December 16th, 2013
Possible New Lease on Life for Vorapaxar and Rivaroxaban for ACS
Early next year an FDA panel will review a new drug from Merck and a new indication for Xarelto (rivaroxaban), Johnson & Johnson’s highly successful new oral anticoagulant. Both drugs have had a rocky road getting to this stage and their success is by no means assured, but the announcement of the meeting of the FDA’s Cardiovascular and Renal Drugs Advisory Committee suggests that the companies have made progress resolving earlier problems.
Merck’s new drug application (NDA) for vorapaxar (Zontivity is the proposed trade name) will be discussed on January 15 for the proposed indication of reduction of atherothrombotic events in patients with a history of myocardial infarction (MI). (Here’s the notice in the Federal Register.) Merck will also try to demonstrate that the drug reduces the rate of a combined endpoint of cardiovascular death, MI, stroke, and urgent coronary revascularization.
The background story of vorapaxar is quite interesting. The once highly-promising novel antiplatelet drug, a thrombin receptor antagonist, was widely thought to have no future after unacceptably high serious bleeding rates were found in two large clinical trials studying the drug in a wide variety of acute and chronic cardiovascular patients. But hopes for the drug resurfaced last year based on new data from a prespecified analysis of the TRA 2P-TIMI 50 trial published in the Lancet. The new proposed indication is considerably narrower than the company had originally hoped.
In the full trial, which randomized 26,449 patients with a history of MI, ischemic stroke, or peripheral arterial disease to either vorapaxar or placebo in addition to standard therapy, the rate of CV death, MI, or stroke was significantly reduced by vorapaxar, but there was also a doubling of the very serious complication of intracranial bleeding. But the substudy published in the Lancet focused on the subgroup of 17,779 patients with a history of MI. After 2.5 years of followup, the rate of CV death, MI, or stroke was significantly reduced in the vorapaxar group compared to the placebo group, though vorapaxar was also associated with an increased risk of bleeding, though not, importantly, intracranial bleeding.

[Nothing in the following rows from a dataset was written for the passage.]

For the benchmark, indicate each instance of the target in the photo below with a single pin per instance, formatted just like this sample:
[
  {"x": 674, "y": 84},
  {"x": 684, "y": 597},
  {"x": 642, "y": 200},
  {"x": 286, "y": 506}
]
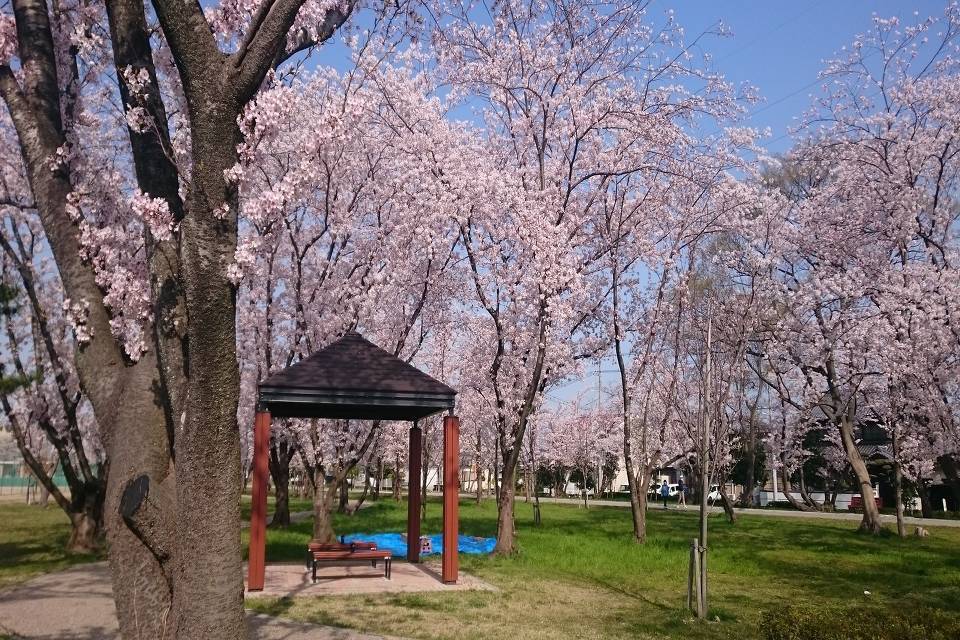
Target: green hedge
[{"x": 853, "y": 623}]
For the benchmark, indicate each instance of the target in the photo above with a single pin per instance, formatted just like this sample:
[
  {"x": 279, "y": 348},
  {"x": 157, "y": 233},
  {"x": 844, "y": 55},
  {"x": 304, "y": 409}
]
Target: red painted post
[
  {"x": 256, "y": 555},
  {"x": 413, "y": 494},
  {"x": 451, "y": 498}
]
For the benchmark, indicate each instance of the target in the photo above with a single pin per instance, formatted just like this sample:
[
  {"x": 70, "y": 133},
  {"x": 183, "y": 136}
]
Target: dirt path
[{"x": 78, "y": 604}]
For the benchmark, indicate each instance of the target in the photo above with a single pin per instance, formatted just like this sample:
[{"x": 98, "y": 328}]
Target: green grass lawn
[
  {"x": 32, "y": 541},
  {"x": 580, "y": 576}
]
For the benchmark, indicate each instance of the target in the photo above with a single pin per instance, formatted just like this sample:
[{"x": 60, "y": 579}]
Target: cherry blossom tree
[
  {"x": 142, "y": 223},
  {"x": 39, "y": 393},
  {"x": 865, "y": 246}
]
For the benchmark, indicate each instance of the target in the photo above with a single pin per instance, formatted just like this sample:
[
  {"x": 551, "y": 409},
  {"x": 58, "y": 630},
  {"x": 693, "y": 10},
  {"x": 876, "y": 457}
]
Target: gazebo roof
[{"x": 354, "y": 378}]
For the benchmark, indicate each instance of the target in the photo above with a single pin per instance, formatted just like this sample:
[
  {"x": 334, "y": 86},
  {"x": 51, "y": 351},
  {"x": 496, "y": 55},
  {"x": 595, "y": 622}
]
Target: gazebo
[{"x": 353, "y": 378}]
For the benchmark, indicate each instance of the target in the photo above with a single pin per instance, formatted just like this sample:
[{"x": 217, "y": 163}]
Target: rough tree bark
[
  {"x": 279, "y": 464},
  {"x": 191, "y": 588}
]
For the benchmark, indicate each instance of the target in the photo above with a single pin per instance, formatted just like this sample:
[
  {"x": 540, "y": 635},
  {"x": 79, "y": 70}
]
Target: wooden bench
[
  {"x": 352, "y": 555},
  {"x": 336, "y": 546}
]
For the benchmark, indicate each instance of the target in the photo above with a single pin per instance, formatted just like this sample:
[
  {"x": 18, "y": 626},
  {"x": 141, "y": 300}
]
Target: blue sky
[{"x": 779, "y": 47}]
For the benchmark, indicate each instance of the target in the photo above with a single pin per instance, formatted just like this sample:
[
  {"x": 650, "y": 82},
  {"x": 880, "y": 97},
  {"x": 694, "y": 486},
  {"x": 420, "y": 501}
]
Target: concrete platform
[{"x": 293, "y": 580}]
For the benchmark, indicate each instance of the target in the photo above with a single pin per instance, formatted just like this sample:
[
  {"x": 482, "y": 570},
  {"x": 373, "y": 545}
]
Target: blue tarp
[{"x": 397, "y": 543}]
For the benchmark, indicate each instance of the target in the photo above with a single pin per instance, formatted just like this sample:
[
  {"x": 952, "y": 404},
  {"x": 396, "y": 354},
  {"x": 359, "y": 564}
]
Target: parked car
[{"x": 654, "y": 490}]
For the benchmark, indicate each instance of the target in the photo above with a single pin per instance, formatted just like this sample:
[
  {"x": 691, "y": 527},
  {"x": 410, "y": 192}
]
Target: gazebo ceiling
[{"x": 354, "y": 378}]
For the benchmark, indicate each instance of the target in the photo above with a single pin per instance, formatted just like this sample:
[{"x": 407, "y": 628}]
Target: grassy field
[
  {"x": 32, "y": 541},
  {"x": 580, "y": 576}
]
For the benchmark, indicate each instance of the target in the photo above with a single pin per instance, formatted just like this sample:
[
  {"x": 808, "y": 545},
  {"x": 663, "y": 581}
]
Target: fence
[{"x": 16, "y": 479}]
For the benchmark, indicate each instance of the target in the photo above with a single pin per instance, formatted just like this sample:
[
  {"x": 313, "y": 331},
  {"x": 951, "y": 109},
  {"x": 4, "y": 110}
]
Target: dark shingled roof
[{"x": 354, "y": 378}]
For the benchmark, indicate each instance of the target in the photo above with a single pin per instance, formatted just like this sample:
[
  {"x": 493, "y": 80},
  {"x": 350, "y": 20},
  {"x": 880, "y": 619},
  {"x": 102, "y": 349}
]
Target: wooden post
[
  {"x": 256, "y": 555},
  {"x": 451, "y": 498},
  {"x": 415, "y": 456}
]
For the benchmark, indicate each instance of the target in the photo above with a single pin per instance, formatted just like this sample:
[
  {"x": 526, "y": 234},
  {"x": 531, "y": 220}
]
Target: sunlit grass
[
  {"x": 33, "y": 540},
  {"x": 580, "y": 575}
]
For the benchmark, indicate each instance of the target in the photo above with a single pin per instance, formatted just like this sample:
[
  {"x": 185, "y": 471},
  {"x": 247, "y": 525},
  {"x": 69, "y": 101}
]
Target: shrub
[{"x": 858, "y": 623}]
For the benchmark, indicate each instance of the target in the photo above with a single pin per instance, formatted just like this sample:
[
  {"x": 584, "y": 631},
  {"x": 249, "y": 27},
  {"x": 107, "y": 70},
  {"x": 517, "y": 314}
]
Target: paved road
[
  {"x": 769, "y": 513},
  {"x": 77, "y": 604}
]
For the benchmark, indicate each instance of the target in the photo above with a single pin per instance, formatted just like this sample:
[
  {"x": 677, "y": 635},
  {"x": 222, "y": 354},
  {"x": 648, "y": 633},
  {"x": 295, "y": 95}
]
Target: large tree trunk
[
  {"x": 506, "y": 543},
  {"x": 343, "y": 496},
  {"x": 871, "y": 514},
  {"x": 123, "y": 394},
  {"x": 376, "y": 493},
  {"x": 951, "y": 472},
  {"x": 807, "y": 498},
  {"x": 323, "y": 498},
  {"x": 280, "y": 474},
  {"x": 638, "y": 502},
  {"x": 785, "y": 489},
  {"x": 898, "y": 489},
  {"x": 397, "y": 479},
  {"x": 726, "y": 502},
  {"x": 86, "y": 522},
  {"x": 926, "y": 507},
  {"x": 750, "y": 455}
]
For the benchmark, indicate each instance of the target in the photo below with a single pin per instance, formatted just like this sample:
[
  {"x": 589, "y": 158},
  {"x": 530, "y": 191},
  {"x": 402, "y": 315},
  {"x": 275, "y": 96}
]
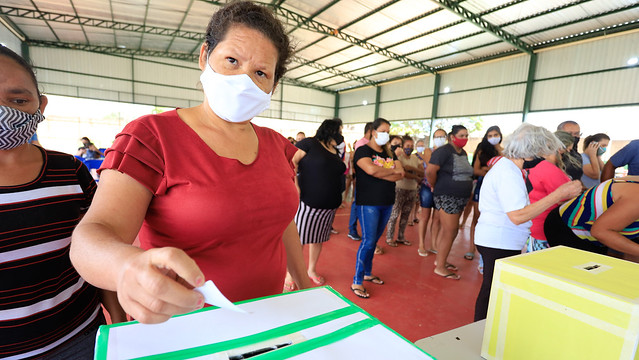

In general, a substudy does not provide sufficient evidence to support an NDA for a novel drug. But, the study authors pointed out, the substudy was larger than is usually found in the entire population of most clinical trials. It seems likely that the FDA reviewers and the advisory committee members will spend some time considering this issue.
On January 16 the panel will discuss the supplemental NDA for Johnson & Johnson’s Xarelto (rivaroxaban) to reduce the risk of thrombotic cardiovascular events in patients in the first 90 days after suffering acute coronary syndrome (ACS). Earlier this year the FDA turned this supplemental NDA down for the second time.
The ACS indication has proved tantalizingly elusive, the one major blank space in a large trophy case of successful indications garnered by the drug. The proposed indication is based on the ATLAS ACS 2-TIMI 51 trial, which was widely praised when results were first unveiled in 2011. The FDA then granted priority review for the indication. But momentum ground to a halt when FDA reviewers raised questions about the ATLAS trial, largely centering on significant amounts of missing data from the trial. The FDA advisory panel, highlighted by vocal criticisms from Steve Nissen and Sanjay Kaul, resulted in a vote against the ACS indication, leading to the first complete response letter.
Johnson & Johnson has revealed neither the contents of the most recent complete response letter nor the substance of its answer to the FDA.